There are many possible reasons for this. One, which we can’t rule out given everything else this government has done, is simple incompetence: nobody realised that this was a thing that needed fixing and that time to fix it was running out. We’ve all been there.

Another is that the cabinet minister in charge of this whole area is Housing and Communities Secretary Robert Jenrick, and he’s been rather distracted of late by the scandal concerning his dealings with the Tory donor, property developer and former porn baron Richard Desmond. Perhaps the furious paddling required to keep his job has simply meant that he hasn’t had time to actually do it. We have not all been there.

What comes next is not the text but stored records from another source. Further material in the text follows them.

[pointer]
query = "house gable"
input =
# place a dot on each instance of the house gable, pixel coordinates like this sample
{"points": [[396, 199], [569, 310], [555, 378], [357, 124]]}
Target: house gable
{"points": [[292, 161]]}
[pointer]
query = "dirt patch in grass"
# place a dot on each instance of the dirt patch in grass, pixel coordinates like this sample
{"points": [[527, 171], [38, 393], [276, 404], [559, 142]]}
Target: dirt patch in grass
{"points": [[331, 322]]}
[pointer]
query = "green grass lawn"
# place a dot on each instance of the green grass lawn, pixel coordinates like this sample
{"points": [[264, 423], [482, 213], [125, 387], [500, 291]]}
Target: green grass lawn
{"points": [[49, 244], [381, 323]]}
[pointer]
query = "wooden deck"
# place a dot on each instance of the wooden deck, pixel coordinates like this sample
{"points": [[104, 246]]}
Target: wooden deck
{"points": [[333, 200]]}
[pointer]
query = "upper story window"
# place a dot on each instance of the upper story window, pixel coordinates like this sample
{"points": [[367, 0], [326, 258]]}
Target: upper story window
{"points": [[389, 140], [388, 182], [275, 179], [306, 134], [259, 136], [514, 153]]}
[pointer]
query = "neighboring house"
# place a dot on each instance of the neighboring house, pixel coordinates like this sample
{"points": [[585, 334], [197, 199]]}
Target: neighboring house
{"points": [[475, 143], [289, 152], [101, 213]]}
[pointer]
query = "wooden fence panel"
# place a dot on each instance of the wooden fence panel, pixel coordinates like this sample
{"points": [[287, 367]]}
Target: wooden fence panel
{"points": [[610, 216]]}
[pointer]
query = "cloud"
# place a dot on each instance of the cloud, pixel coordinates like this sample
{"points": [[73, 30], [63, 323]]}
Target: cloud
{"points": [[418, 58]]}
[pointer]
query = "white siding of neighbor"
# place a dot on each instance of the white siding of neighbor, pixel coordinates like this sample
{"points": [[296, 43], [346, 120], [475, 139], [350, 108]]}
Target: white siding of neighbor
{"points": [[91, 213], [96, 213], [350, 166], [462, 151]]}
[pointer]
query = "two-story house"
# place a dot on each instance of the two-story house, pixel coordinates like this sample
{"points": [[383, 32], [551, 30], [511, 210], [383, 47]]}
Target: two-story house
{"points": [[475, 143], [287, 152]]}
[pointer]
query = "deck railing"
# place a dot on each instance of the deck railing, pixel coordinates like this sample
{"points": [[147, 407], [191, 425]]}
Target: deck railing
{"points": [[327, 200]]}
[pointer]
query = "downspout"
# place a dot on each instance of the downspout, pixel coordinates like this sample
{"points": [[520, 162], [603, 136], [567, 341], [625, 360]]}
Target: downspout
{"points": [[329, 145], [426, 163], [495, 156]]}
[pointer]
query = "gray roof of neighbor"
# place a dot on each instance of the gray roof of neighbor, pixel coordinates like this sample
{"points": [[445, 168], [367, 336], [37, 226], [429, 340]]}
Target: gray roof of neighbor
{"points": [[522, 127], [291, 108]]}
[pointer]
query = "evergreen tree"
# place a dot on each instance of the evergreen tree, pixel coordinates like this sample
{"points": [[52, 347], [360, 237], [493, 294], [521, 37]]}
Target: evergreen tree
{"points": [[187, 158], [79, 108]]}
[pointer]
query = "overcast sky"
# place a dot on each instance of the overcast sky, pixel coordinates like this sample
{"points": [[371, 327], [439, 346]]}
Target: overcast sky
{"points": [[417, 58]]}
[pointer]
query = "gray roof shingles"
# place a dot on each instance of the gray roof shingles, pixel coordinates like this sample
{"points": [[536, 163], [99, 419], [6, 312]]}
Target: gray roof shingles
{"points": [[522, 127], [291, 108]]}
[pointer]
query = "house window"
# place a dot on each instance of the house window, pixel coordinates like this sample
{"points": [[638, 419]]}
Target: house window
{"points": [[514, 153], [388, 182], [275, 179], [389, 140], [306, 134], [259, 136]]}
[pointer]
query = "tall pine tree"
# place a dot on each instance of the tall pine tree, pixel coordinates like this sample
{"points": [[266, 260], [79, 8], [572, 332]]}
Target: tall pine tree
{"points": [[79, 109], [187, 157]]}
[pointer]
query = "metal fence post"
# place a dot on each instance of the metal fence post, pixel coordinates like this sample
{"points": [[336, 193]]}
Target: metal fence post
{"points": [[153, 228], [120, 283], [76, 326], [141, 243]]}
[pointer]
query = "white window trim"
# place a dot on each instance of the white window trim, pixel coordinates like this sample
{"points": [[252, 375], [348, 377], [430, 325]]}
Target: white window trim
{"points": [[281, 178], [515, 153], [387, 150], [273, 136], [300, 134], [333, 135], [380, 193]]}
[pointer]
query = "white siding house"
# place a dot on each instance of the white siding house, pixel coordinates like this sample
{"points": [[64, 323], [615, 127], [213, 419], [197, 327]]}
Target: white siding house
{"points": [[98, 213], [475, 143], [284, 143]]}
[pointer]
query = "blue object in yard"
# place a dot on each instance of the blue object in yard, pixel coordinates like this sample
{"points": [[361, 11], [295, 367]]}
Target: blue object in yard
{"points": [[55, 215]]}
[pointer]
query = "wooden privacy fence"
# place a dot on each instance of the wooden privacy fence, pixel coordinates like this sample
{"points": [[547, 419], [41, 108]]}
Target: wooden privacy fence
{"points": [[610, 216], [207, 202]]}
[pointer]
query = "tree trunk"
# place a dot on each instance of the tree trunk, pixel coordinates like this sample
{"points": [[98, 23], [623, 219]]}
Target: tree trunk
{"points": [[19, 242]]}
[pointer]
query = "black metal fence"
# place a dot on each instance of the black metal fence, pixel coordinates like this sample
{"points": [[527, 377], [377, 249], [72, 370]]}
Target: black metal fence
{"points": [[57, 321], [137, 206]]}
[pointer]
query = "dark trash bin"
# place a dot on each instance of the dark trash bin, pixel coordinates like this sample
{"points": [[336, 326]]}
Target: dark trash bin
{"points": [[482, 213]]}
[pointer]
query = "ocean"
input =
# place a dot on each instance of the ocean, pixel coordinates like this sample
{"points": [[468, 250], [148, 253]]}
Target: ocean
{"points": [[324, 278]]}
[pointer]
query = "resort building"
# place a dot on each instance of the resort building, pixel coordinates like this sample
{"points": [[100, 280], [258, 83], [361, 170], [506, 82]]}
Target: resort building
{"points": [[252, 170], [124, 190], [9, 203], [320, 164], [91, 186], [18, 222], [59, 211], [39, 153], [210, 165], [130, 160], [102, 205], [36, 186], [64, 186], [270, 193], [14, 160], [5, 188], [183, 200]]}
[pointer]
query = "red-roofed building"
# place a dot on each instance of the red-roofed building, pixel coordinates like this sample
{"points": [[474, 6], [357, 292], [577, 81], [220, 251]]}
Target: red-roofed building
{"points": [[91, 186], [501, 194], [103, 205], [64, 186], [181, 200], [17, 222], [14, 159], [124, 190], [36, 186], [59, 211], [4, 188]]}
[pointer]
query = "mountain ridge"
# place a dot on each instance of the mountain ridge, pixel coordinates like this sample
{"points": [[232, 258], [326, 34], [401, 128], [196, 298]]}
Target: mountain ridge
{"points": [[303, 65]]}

But none of that seems quite sufficient, so I don’t think we can rule out the old classic of “they just don’t care”. Even at a time of unprecedented economic intervention from a Tory chancellor, there are still those whose needs have been utterly ignored (just ask the three million people excluded from all government financial support). And any extension to the right of tenants not to be evicted means eroding the right of landlords to rent their properties to who they want. Perhaps – shocking though the thought is – a Tory government simply cares more about landlords’ rights to their money than their tenants’ rights to a home.

On Tuesday, StepChange and Generation Rent, which represents private renters, wrote a joint open letter to Jenrick, expressing their concern about the end of the eviction ban. The two charities are calling on the government to accelerate plans to end Section 21 “no fault” evictions (which make it easier for landlords to evict tenants who have done nothing wrong); they also want temporary changes to the rules, to give courts the discretion to block evictions when rent arrears have built up owing to the economic effects of the pandemic.

It’s hard to see how the eviction ban won’t come to an end on 23 August. But parliament returns just nine days later: perhaps, with enough pressure, the government can be persuaded to address this problem then. If not, you can add “spike in homelessness” to the other terrors already pencilled in for this autumn.